1 – Para efeitos de acompanhamento das medidas destinadas a assegurar o regresso à normalidade do funcionamento dos tribunais judiciais e a total operacionalidade do sistema CITIUS, é criada uma Comissão de Acompanhamento a funcionar junto do Ministério da Justiça, composta por:

a) Um representante do Ministério da Justiça, que preside;
b) Um elemento designado pelo Conselho Superior da Magistratura;
c) Um elemento designado pelo Conselho Superior do Ministério Público;
d) Um elemento designado pela Ordem dos Advogados;
e) Um elemento designado pelo Conselho dos Oficiais de Justiça, sob proposta das organizações representativas dos funcionários de justiça.

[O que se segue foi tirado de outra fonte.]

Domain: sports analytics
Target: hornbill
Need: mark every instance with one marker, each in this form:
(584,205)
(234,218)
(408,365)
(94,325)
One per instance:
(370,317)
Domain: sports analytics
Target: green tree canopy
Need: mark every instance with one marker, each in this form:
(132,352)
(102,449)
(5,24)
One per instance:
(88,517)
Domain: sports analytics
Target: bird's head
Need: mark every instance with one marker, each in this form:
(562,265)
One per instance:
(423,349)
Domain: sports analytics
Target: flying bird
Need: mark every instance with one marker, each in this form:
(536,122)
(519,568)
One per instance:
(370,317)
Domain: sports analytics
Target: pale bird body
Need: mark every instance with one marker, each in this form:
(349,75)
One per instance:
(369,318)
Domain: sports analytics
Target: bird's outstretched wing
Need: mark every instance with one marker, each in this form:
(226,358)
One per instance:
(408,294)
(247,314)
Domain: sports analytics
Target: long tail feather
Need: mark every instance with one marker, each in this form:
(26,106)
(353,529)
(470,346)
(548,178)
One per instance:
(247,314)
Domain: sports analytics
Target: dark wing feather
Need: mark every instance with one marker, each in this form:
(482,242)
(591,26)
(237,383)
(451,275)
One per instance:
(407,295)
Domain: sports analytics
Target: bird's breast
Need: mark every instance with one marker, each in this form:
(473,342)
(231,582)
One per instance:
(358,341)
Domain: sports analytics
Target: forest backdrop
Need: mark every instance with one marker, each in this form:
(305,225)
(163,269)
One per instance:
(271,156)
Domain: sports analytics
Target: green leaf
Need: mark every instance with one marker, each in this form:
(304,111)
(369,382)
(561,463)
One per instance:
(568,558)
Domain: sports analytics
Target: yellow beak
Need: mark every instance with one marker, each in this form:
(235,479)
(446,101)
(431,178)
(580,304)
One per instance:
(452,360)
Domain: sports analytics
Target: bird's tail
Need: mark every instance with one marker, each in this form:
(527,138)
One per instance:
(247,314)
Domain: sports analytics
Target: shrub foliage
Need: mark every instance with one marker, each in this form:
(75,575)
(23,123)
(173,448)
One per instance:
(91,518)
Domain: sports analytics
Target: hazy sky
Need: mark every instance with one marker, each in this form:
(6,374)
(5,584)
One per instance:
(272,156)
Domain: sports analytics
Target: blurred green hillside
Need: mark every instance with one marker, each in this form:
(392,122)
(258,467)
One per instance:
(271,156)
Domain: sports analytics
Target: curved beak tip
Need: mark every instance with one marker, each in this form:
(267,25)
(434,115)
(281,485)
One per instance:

2 – A designação dos elementos que integram a Comissão de Acompanhamento deve ser feita pelas respetivas entidades no prazo de cinco dias após a entrada em vigor da presente lei.

Artigo 3.º
Termo da suspensão

1 - A suspensão dos prazos judiciais estabelecida pela presente lei cessa em cada comarca mediante declaração formal do Ministério da Justiça, a publicar no Diário da República e na plataforma CITIUS, sob proposta da Comissão de Acompanhamento, quando esta considerar que o sistema informático se encontra totalmente operacional.

2 – Os atos processuais em suporte físico ao abrigo do regime transitório previsto na presente lei podem ser praticados até cinco dias úteis após a publicação da declaração referida no número anterior.

Artigo 4.º
Entrada em vigor
A presente lei entra em vigor no dia imediato ao da sua publicação.